Over at Atlas Shrugs, Pamela Geller directs us to an article which she describes as a “thoughtful and stunning indictment of the latest tribulation in our legal battle against the de facto sharia ban on Robert Spencer and me in the UK”. The article, entitled “The end of free speech in Britain”, reveals the welcome news that last week a British court rejected Geller and Spencer’s appeal against the home secretary’s decision last June to ban them from entering the UK.

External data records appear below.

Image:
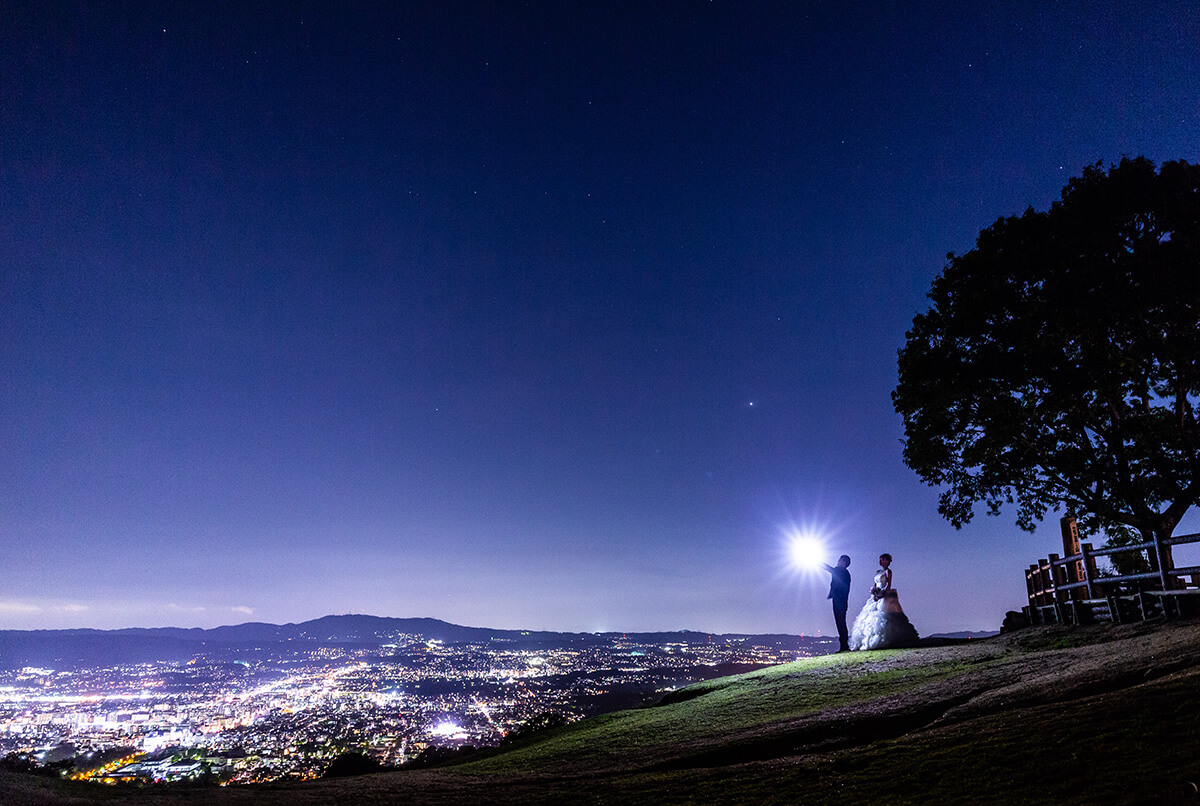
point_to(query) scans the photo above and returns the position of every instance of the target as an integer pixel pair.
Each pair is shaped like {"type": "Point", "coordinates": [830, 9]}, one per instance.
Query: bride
{"type": "Point", "coordinates": [882, 624]}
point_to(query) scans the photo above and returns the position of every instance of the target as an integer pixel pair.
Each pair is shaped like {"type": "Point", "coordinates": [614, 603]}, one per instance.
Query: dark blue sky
{"type": "Point", "coordinates": [551, 316]}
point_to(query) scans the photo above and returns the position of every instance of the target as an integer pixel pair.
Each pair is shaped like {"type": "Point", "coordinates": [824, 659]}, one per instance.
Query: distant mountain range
{"type": "Point", "coordinates": [65, 649]}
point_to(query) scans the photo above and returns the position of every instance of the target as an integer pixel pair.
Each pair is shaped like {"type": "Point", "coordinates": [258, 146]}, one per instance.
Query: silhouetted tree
{"type": "Point", "coordinates": [1060, 362]}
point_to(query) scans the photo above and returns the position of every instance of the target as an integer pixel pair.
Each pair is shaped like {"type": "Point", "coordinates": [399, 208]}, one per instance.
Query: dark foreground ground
{"type": "Point", "coordinates": [1048, 715]}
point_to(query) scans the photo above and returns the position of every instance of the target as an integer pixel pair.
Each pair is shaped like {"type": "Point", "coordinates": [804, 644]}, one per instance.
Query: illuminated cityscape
{"type": "Point", "coordinates": [243, 714]}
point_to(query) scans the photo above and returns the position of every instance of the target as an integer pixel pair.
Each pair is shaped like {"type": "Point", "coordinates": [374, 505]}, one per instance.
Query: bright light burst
{"type": "Point", "coordinates": [807, 551]}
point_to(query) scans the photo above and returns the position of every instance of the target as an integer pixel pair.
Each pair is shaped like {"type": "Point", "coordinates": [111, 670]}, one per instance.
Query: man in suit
{"type": "Point", "coordinates": [839, 591]}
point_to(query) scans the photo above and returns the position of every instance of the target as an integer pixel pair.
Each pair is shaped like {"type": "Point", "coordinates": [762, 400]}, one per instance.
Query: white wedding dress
{"type": "Point", "coordinates": [882, 624]}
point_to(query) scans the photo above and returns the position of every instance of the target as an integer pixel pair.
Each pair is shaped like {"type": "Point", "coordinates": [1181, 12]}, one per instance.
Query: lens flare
{"type": "Point", "coordinates": [807, 551]}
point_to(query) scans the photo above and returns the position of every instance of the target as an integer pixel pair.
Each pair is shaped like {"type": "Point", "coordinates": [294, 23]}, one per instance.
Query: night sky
{"type": "Point", "coordinates": [549, 316]}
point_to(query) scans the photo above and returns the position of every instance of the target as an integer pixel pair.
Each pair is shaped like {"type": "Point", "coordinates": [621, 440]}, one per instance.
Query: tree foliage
{"type": "Point", "coordinates": [1059, 365]}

The name of the author, Abhijit Pandya – described by Geller as “one of our British solicitors” – may be familiar. That’s because Pandya has established his own reputation for frothing-at-the-mouth Islamophobia. Back in 2011, when he stood as the UK Independence Party candidate in the Leicester South parliamentary by-election, Pandya wrote a blog post in which he described Islam as “morally flawed and degenerate” and declared his agreement with Geert Wilders’ view of the faith as a “retarded ideology”. He added: “Islamic culture inherently rejects the Western way of life, more specifically the Protestant work ethic that has successfully built the economies of the West.”
The local paper, the Leicester Mercury, published an editorial condemning Pandya’s blog post as “a wildly inflammatory rant which boiled down to a crass and nasty characterisation of Muslims as lazy, intolerant spongers who are a threat to the British way of life. It was not part of a reasoned debate about multiculturalism, but a series of sweeping, unsubstantiated generalisations which demonise the Muslim community.”
So, clearly, Pandya was an entirely appropriate individual to act as Geller and Spencer’s legal representative in the UK.